Asceticism in Modern Spirituality
While it’s true that asceticism – like many aspects of faith and human life – was abused at times in Church history, the legacy of asceticism is that of making saints. And it still has that power today in your own spiritual life. Why should you practice asceticism? Here are some powerful reasons.

1. Asceticism combats habitual sin. If you struggle to control your desire for something you tend to abuse (food, drink, sex, comfort, etc), practicing self-denial is like building your spiritual muscles against it.

2. Asceticism builds the virtue of temperance. Temperance is the virtue that balances our desires for physical goods. When our desires are out of balance (a condition of Original Sin called “concupiscence”), we need to reset the balance with self-denial.

3. Asceticism protects you against the excesses of the culture. Like the culture the early Christians lived in, our modern culture has deified entertainment, luxury, and physical pleasure. While Christians can give lip service to resisting these temptations, the truth is that we’re immersed in this culture and it’s difficult not to be transformed by it. Asceticism helps us to set our hearts on the greater goods and to resist laxity of heart and open our hearts to be transformed by grace.
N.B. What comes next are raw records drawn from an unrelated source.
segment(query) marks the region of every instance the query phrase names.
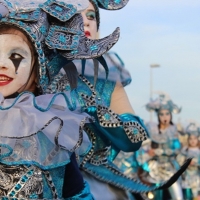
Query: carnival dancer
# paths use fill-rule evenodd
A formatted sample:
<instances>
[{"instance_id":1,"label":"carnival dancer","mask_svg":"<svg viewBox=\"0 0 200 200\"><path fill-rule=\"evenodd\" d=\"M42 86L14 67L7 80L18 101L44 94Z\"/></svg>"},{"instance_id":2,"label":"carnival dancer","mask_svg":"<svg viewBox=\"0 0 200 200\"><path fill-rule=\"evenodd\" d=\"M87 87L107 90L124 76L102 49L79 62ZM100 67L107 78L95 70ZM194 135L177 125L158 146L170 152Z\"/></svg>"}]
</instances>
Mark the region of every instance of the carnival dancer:
<instances>
[{"instance_id":1,"label":"carnival dancer","mask_svg":"<svg viewBox=\"0 0 200 200\"><path fill-rule=\"evenodd\" d=\"M192 122L186 127L185 133L188 135L188 146L181 149L177 160L182 164L188 157L193 157L193 159L182 178L184 199L200 199L200 128Z\"/></svg>"},{"instance_id":2,"label":"carnival dancer","mask_svg":"<svg viewBox=\"0 0 200 200\"><path fill-rule=\"evenodd\" d=\"M59 71L81 58L82 48L87 58L101 56L119 31L109 42L87 39L79 29L87 6L86 0L0 1L1 199L93 199L76 162L91 149L83 129L93 117Z\"/></svg>"},{"instance_id":3,"label":"carnival dancer","mask_svg":"<svg viewBox=\"0 0 200 200\"><path fill-rule=\"evenodd\" d=\"M99 105L93 85L71 64L102 61L119 38L119 29L104 39L86 38L80 12L87 6L84 0L0 1L1 199L93 199L76 159L91 174L109 171L124 182L105 162L109 148L103 154L94 148L97 135L106 147L132 151L146 138L139 117ZM133 191L158 188L129 184Z\"/></svg>"},{"instance_id":4,"label":"carnival dancer","mask_svg":"<svg viewBox=\"0 0 200 200\"><path fill-rule=\"evenodd\" d=\"M181 144L178 140L178 131L172 122L172 114L180 113L181 108L173 103L169 95L161 93L155 100L147 105L148 111L155 111L158 116L158 124L147 124L150 142L137 152L137 161L142 167L139 172L141 179L146 183L160 184L168 179L178 168L176 156ZM177 181L169 188L171 199L182 200L182 188ZM155 199L165 199L163 191L157 191Z\"/></svg>"},{"instance_id":5,"label":"carnival dancer","mask_svg":"<svg viewBox=\"0 0 200 200\"><path fill-rule=\"evenodd\" d=\"M90 2L90 6L88 9L82 12L82 16L84 20L84 31L86 36L94 39L95 41L97 30L100 24L98 5L102 6L102 2L94 0L91 0ZM123 1L121 3L123 3ZM115 4L113 3L113 5L111 4L108 7L115 9L114 5ZM117 6L119 7L120 4L118 3ZM105 9L108 9L108 7L104 5ZM116 66L113 66L112 63L111 64L113 68L111 67L109 58L106 57L105 60L108 61L107 65L104 65L103 60L99 60L102 66L105 68L105 71L107 69L116 69ZM81 73L84 73L87 79L94 84L97 92L97 102L99 105L103 107L110 107L114 112L120 114L118 116L122 121L124 121L124 119L132 119L135 122L139 122L139 118L134 115L134 111L130 106L129 100L123 88L123 85L125 85L123 82L130 82L130 78L127 78L129 76L125 76L125 79L116 78L120 77L123 72L120 73L119 71L116 72L115 70L115 76L110 76L109 71L108 77L105 79L105 73L102 72L102 66L98 66L97 60L87 60L86 63L83 63L83 65L80 65L80 62L78 61L74 63L80 69L85 67L85 70L81 71ZM91 69L90 71L88 70L89 68ZM98 79L96 79L97 74ZM85 89L83 89L83 91L84 90ZM111 112L108 112L108 110L104 113L104 119L107 119L107 121L112 122L111 119L115 118ZM140 121L140 124L141 123L142 121ZM132 131L135 131L135 134L138 135L136 123L133 123L132 125ZM110 123L110 127L111 126L112 125ZM127 199L129 197L127 196L127 193L125 193L126 191L130 191L131 193L143 193L156 189L156 187L153 188L151 186L148 187L147 185L143 185L142 183L138 182L138 179L125 176L125 174L122 173L113 163L120 150L124 152L134 152L141 145L140 142L133 146L130 141L125 139L124 135L122 135L122 132L120 132L120 129L118 129L116 132L113 132L112 139L110 136L107 137L108 134L106 134L106 137L104 134L102 135L100 133L100 129L92 128L87 132L89 131L91 132L90 134L93 134L93 136L96 137L96 139L93 139L93 155L90 155L85 164L81 165L81 168L83 170L84 178L89 182L91 192L96 199L102 199L102 194L104 199ZM116 137L120 140L120 142L116 141ZM108 138L110 142L108 142ZM139 137L137 139L139 139Z\"/></svg>"}]
</instances>

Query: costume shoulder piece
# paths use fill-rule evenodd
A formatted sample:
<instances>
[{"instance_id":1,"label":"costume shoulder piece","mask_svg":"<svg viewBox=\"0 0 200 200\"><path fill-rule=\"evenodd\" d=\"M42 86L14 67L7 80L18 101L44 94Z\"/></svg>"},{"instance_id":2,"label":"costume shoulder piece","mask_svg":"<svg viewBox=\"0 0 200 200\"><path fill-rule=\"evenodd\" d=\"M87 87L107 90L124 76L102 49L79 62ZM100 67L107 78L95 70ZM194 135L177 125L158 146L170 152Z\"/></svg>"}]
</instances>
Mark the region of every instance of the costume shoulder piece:
<instances>
[{"instance_id":1,"label":"costume shoulder piece","mask_svg":"<svg viewBox=\"0 0 200 200\"><path fill-rule=\"evenodd\" d=\"M69 60L99 57L117 42L119 28L103 39L85 37L80 12L87 6L86 0L0 0L0 26L18 27L35 46L42 93Z\"/></svg>"}]
</instances>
4. Asceticism moves our hearts away from selfishness. We live in air-conditioned comfort, even in our cars. We get used to having entertainment literally at our fingertips. Everything in our lives is built around convenience, entertainment, and comfort. Even the largest hearts among us can become lax when we get used to being comfortable all the time. Self-sacrifice prevents our modern lifestyle from sinking too deeply into our hearts. This was the reason Saint Francis required his brothers to serve the poor by living among the poor and why Dominicans also took a vow of poverty. Monastic orders at the time lived luxuriously and religious men and women were losing the true sense of their vocation. The same principle applies to lay people living in the world.

5. Asceticism can be an act of love. Like the first Desert Fathers and Desert Mothers, we can offer our self-sacrifice as a token of dedicating our complete lives to Jesus. Asceticism can exercise the theological virtue of charity. It can be an act of love for God, and we can also offer our voluntary suffering for the salvation of souls, making it an act of Christ-like love for our neighbor.

Asceticism plays the same role for us today that it did for the early Christians after the Edict of Milan. It shapes our hearts away from concupiscence (sinful desire) towards God and selflessness. It exercises the selfless love of charity. Of course, we want to avoid the excesses and abuses that have given asceticism a bad name (think of Hollywood’s portrayal of the scrupulous Catholic whipping himself bloody with a Cat-O-Nine-Tails in front of a crucifix all night). But properly used, asceticism is an invaluable tool in our spiritual toolbox.